The Function Junction-based stores kept 668 metric tonnes of waste out of landfills in 2012, more than double the 332 tonnes kept out of landfills just two years earlier in 2010.

As well, executive director Lorna Van Straaten said 85 per cent of the WCSS's $1.2 million budget now comes from Re-Use-It Centre sales and other recycling programs. The store opened in 2000, selling everything from clothing to ski equipment to knickknacks to books to art — with all monies raised going into WCSS services and programs like the food bank, counselling, KidSport and Welcome Week.

This means between $700,000 and $750,000 per annum, she said.

"It really is the best business model I can think of," Van Straaten said.  "Our strategic goal over the last three years was to get to that level of funding (85 per cent) and we reached that this last year. The additional programs have taken us there."

Those additional programs include bottle and can recycling, which is now earning $18,000 per year for WCSS, and small appliance re-sales, which keeps 10 metric tonnes of small working appliances out of the landfill.

Success has given WCSS a level of freedom from financial pressure that is all too rare in social services anywhere.

"The biggest thing this allows us is the ability to react to people. It gives us an agility, that's the best word to describe it. When a need is identified to us in the community it allows us to be able to react and create a program to meet that need, sometimes within weeks of identifying what that problem is," Van Straaten said.
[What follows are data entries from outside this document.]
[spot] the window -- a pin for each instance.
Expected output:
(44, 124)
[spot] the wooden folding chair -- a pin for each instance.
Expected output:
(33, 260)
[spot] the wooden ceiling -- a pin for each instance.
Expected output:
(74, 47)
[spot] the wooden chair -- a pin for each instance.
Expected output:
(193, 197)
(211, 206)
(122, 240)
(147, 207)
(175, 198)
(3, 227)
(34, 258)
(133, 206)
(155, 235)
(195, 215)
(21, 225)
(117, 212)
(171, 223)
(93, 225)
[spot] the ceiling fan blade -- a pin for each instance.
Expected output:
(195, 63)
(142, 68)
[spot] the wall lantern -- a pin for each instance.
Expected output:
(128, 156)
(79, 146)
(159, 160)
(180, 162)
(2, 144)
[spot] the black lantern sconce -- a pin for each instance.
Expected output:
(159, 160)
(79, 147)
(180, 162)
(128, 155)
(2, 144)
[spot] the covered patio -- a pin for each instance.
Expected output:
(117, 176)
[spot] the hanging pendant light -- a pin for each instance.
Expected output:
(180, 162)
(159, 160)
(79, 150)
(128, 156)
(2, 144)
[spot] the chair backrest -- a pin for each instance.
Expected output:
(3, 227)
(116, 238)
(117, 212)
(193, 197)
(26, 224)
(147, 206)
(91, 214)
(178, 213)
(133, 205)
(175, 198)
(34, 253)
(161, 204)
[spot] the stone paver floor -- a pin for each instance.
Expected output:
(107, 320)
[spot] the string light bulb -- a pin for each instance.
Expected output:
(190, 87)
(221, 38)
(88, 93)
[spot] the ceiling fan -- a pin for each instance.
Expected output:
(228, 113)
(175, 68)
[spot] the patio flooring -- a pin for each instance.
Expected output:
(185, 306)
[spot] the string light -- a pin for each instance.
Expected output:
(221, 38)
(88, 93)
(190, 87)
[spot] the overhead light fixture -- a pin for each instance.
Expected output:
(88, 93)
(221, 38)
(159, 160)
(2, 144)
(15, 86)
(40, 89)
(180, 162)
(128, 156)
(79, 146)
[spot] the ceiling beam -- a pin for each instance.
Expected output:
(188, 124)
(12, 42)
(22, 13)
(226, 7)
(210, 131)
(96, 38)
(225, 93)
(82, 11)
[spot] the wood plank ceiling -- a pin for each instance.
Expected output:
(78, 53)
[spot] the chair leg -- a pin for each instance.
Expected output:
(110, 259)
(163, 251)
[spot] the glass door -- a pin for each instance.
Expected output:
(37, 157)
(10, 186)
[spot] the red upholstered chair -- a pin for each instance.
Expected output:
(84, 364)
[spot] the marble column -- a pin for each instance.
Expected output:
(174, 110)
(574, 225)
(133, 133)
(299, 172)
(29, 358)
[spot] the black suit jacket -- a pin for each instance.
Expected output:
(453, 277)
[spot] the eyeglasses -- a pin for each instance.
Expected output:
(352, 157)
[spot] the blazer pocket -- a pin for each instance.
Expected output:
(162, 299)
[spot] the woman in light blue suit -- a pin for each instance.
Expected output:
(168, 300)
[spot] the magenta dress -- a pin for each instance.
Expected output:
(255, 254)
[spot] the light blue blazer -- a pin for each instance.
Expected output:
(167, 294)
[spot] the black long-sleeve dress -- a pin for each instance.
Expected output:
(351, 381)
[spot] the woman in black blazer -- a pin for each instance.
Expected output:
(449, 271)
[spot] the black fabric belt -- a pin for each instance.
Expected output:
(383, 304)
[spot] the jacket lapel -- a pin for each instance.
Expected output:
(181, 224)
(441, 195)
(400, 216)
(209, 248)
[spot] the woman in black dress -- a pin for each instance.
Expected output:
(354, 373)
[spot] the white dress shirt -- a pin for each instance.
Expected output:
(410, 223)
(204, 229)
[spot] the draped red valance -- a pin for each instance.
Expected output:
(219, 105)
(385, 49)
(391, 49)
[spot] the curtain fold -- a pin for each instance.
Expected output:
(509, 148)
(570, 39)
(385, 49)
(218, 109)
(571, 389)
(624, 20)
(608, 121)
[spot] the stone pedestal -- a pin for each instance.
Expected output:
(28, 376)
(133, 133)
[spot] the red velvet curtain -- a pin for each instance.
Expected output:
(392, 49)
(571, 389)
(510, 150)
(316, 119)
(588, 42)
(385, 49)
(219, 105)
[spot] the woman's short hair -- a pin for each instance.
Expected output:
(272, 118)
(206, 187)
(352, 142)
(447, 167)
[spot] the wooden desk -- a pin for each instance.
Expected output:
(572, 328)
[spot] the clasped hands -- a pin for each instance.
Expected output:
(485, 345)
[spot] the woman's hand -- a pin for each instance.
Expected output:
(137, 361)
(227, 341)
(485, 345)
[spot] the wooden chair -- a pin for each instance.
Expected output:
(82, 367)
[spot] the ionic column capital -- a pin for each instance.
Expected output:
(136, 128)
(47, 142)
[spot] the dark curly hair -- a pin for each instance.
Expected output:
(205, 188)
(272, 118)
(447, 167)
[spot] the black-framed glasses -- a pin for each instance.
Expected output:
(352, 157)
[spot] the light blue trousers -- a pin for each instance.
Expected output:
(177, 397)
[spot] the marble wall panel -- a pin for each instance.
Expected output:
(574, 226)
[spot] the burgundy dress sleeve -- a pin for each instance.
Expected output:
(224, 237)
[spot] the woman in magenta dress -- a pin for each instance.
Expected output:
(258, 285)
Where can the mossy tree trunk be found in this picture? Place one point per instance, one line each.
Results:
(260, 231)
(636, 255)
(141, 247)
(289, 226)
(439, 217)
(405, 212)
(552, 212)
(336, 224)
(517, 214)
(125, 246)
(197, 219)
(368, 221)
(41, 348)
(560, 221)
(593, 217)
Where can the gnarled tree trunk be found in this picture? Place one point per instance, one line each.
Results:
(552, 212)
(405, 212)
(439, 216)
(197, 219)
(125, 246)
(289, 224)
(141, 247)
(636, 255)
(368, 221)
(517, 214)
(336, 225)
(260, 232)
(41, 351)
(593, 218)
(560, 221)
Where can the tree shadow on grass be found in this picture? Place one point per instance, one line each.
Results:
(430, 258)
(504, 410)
"It allows an agility that other agencies don't have because they have to all go for the government grant or foundation funding. Certainly, we are unique in the fact that the self-funding gives us so much security. I don't have to worry about the withdrawal of funding, as long as the Re-Use-It Centre and the Re-Build-It Centre are up and running and doing their job this agency will be here to provide services and programs to people who need it in the community."
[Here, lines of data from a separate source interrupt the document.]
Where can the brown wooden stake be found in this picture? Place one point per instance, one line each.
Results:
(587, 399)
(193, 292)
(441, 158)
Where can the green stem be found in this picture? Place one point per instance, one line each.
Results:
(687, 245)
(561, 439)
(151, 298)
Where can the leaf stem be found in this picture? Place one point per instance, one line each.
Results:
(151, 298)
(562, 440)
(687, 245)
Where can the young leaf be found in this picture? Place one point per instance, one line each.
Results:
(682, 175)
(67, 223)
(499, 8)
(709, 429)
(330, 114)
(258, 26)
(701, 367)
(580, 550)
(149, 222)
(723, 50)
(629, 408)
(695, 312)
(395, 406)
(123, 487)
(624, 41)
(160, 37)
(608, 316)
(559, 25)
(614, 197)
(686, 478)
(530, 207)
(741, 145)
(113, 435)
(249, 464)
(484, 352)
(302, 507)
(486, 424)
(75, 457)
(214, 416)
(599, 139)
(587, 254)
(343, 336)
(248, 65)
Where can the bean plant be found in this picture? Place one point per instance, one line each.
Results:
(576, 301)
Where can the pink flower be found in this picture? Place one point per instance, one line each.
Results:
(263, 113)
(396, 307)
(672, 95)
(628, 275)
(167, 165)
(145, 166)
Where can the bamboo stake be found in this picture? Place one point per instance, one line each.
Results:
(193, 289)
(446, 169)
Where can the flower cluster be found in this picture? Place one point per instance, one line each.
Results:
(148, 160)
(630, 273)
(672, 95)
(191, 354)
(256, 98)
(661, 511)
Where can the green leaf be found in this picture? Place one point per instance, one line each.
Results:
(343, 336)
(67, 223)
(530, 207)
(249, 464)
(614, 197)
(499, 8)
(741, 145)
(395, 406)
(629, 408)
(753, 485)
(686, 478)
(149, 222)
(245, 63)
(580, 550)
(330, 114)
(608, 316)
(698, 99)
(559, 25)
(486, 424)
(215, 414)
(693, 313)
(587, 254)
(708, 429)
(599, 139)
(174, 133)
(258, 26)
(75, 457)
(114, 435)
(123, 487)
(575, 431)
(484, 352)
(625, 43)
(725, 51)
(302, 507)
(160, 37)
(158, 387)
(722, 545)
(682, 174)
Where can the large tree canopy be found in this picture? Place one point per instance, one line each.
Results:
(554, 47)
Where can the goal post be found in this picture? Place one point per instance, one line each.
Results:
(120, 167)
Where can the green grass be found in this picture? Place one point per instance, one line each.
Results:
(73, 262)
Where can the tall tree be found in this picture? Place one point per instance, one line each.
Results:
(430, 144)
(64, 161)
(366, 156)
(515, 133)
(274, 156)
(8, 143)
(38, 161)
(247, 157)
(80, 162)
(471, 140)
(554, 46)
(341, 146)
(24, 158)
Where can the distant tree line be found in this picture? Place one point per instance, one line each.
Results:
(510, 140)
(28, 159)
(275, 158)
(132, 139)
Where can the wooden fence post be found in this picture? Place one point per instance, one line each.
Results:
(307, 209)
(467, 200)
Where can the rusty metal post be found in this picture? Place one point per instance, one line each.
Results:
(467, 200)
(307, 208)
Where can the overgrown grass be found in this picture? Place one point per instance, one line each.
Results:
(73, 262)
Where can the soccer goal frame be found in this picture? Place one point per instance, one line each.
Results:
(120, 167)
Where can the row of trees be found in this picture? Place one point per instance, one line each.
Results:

The Re-Build-It Centre, which sells furniture and household items such as kitchen cabinets, faucets and bathtubs, has been in operation for almost two years and has not yet broken even. The WCSS put $58,000 into supporting it in 2012, and Van Straaten said they expect it to break even in 2013.

And, she added, it must start generating income for the agency or it might be closed.
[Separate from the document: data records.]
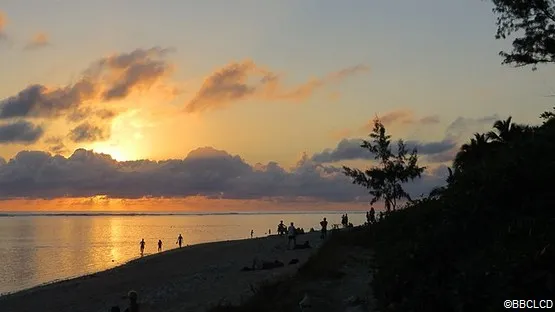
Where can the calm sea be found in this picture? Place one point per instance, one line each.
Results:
(37, 248)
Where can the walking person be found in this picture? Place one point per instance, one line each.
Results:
(324, 225)
(142, 243)
(179, 240)
(291, 235)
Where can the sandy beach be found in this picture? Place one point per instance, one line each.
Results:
(192, 278)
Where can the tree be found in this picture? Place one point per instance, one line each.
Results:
(535, 20)
(471, 154)
(505, 131)
(384, 181)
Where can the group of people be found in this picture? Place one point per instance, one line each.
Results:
(142, 244)
(291, 233)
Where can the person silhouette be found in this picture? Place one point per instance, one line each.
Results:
(291, 235)
(142, 243)
(179, 240)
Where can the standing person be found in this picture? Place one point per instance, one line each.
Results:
(291, 235)
(179, 240)
(281, 228)
(142, 243)
(324, 224)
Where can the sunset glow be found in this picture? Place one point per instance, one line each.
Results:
(260, 111)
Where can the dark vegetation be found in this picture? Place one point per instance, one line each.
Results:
(485, 237)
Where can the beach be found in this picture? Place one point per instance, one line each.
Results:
(191, 278)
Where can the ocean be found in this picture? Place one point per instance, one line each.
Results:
(39, 248)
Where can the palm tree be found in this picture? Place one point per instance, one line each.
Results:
(506, 131)
(471, 153)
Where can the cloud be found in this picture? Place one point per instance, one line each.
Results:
(87, 132)
(432, 152)
(460, 131)
(56, 145)
(403, 117)
(462, 126)
(39, 40)
(350, 149)
(204, 172)
(244, 80)
(20, 132)
(107, 79)
(3, 22)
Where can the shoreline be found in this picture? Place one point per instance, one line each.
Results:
(168, 277)
(65, 279)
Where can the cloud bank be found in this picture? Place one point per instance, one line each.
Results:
(204, 172)
(434, 152)
(87, 101)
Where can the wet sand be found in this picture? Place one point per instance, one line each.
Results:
(192, 278)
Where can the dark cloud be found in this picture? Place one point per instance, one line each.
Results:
(109, 78)
(460, 131)
(433, 152)
(20, 132)
(105, 114)
(138, 68)
(38, 101)
(204, 172)
(350, 149)
(403, 116)
(56, 145)
(462, 127)
(87, 132)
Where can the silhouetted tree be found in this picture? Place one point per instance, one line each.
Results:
(385, 180)
(535, 19)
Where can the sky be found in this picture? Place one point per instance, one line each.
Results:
(251, 103)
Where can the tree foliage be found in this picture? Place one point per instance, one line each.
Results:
(385, 180)
(534, 21)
"We're in our last 16 months of trying to make the Re-Build-It Centre a profit contributor. This is its second year and it's on track to have a break-even year. We have to get this business to a point where it is contributing some revenue... we can't run a not-for-profit business because we need to be funding our programs and services. So this is our last kick at the can with it," Van Straaten said.

"We have a board agreement that we would try this for three years. It's going to break even this year, but unless the business starts to make some money in the coming year we'll be we closing the door."

But this is the only uncertainty in what, by anyone's standards, has been essential in removing the terrible pressure other social services agencies feel.

"I know of other agencies who wonder if they have to close the door from month to month, and it's really discouraging and stressful; it's terrible for the people relying on the programs," Van Straaten said.

"I don't think we had any expectations of how well the program would do. We were able to see that keeps growing, and that's what is shocking. You think you are at the highest level that you keep processing and it keeps growing."